In the coming weeks, with the work I have booked, I will be flying to Qatar, India, Singapore, San Francisco, Austin, and then back to New York, making the first time in all my travels I'll ever have literally gone all the way around the world in one sequence of trips.
Among the highlights of this trip: a week from today (give or take a few time zones), I will be delivering a keynote on “The Tech Humanist Future” at the Gartner IT Symposium in Kochi, India. It's going to be an exciting trip, a wonderful opportunity to meet business and tech leaders from the region, and, well, a great part of this journey circumnavigating the globe.
A few days later, I'll be in Texas, delivering the keynote at a conference for facilities coordinators in higher education about the future of education, the future of place, and how tech might fit into it all.

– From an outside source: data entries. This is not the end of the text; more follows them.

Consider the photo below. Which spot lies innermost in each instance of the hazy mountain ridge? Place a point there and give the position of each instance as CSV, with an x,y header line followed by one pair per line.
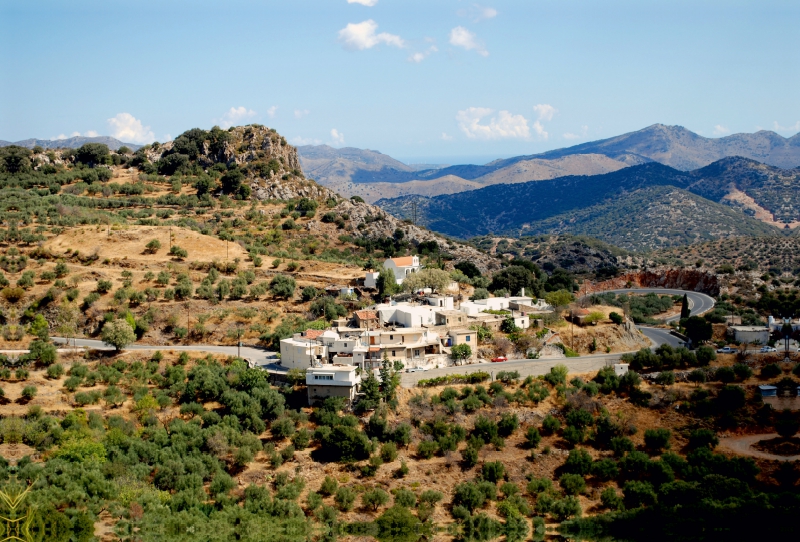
x,y
683,149
71,143
623,207
368,174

The future of this, the future of that. With COP27 happening this week (a client and I were discussing my being there this week, too, as I was for COP25), there are reminders everywhere of how interconnected all of these future concepts are. The climate is surely the biggest theme, but we are falling short of all of the Sustainable Development Goals — such as SDG 4, Quality Education, for example — and they all interconnect.

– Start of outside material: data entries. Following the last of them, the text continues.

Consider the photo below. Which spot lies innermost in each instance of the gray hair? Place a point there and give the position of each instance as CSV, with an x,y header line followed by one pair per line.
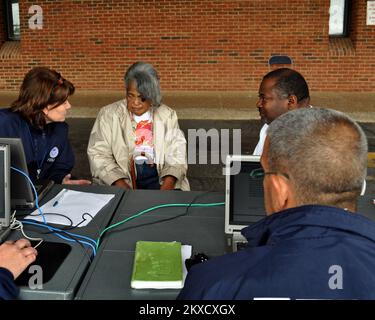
x,y
323,151
146,80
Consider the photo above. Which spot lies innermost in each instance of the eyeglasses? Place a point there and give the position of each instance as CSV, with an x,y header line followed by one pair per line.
x,y
134,98
259,173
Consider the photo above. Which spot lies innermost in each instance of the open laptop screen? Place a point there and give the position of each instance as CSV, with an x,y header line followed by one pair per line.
x,y
22,195
244,194
4,186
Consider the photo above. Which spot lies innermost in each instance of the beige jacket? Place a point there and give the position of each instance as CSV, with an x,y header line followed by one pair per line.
x,y
111,145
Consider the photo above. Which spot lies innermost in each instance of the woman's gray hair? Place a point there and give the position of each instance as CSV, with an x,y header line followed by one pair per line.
x,y
323,151
146,80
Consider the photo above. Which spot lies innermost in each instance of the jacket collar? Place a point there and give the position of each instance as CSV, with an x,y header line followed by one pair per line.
x,y
305,221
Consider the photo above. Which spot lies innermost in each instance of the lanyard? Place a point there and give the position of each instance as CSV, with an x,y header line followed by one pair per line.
x,y
34,145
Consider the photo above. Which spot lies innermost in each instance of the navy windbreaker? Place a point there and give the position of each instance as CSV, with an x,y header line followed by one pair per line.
x,y
48,151
308,252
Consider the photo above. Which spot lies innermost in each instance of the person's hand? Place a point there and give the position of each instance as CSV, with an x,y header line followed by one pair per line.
x,y
16,256
122,184
67,180
168,183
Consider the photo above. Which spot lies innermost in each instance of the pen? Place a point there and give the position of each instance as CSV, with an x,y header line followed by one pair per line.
x,y
59,198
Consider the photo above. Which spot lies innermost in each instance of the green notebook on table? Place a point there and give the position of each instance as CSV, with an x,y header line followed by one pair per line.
x,y
157,265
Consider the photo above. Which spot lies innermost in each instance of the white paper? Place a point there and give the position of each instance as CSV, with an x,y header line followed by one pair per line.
x,y
72,204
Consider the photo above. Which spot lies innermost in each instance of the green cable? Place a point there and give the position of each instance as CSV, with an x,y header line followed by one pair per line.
x,y
154,208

(Mind you, I know better than many people might from my own A Future So Bright research and writing that the climate costs of air travel are high, and I cannot help but wrestle with the ethics of this dilemma while addressing an increasingly global audience, but for the moment knowing that cost commits me to make the Tech Humanist / A Future So Bright message that much more urgent and clear for the leaders who are poised to move it forward. I also use services like Wren and Goodwings to invest in credible offset programs. This is the answer for now; that answer may very well change in the years ahead.)

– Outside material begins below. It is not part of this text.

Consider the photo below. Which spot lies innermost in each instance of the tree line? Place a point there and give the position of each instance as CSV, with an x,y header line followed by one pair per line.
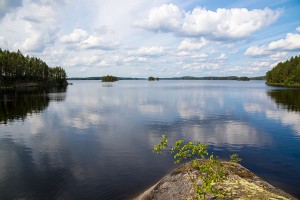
x,y
285,73
16,68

Given that, here in the U.S., we just ended Daylight Saving Time (and are supposedly on the cusp of never? always? having it? I haven’t kept up with all the hot DST-or-not goss; I’ve been too focused on the Twitter drama), it’s an interesting moment to ponder the nature of, y’know, time and space. In other words, that flying east-to-west is flying into the past, and flying west-to-east is flying into the future.
Which means, on my particular around-the-world trip, I will be flying into the future the entire way. Kind of appropriate, n'est-ce pas?
In the meantime, I'm excited to share the stage in Kochi with several of Gartner's top analysts as well as the former Prime Minister of Bhutan, Dasho Tshering Tobgay, who helped advocate the Gross National Happiness principles.
By the time I land back in New York at the exhausted end of next week, I hope to have gained new insight, shared some new ways of thinking and leading, and become a better advocate for humanity.
I’ll be sure to report back what I learn from the future.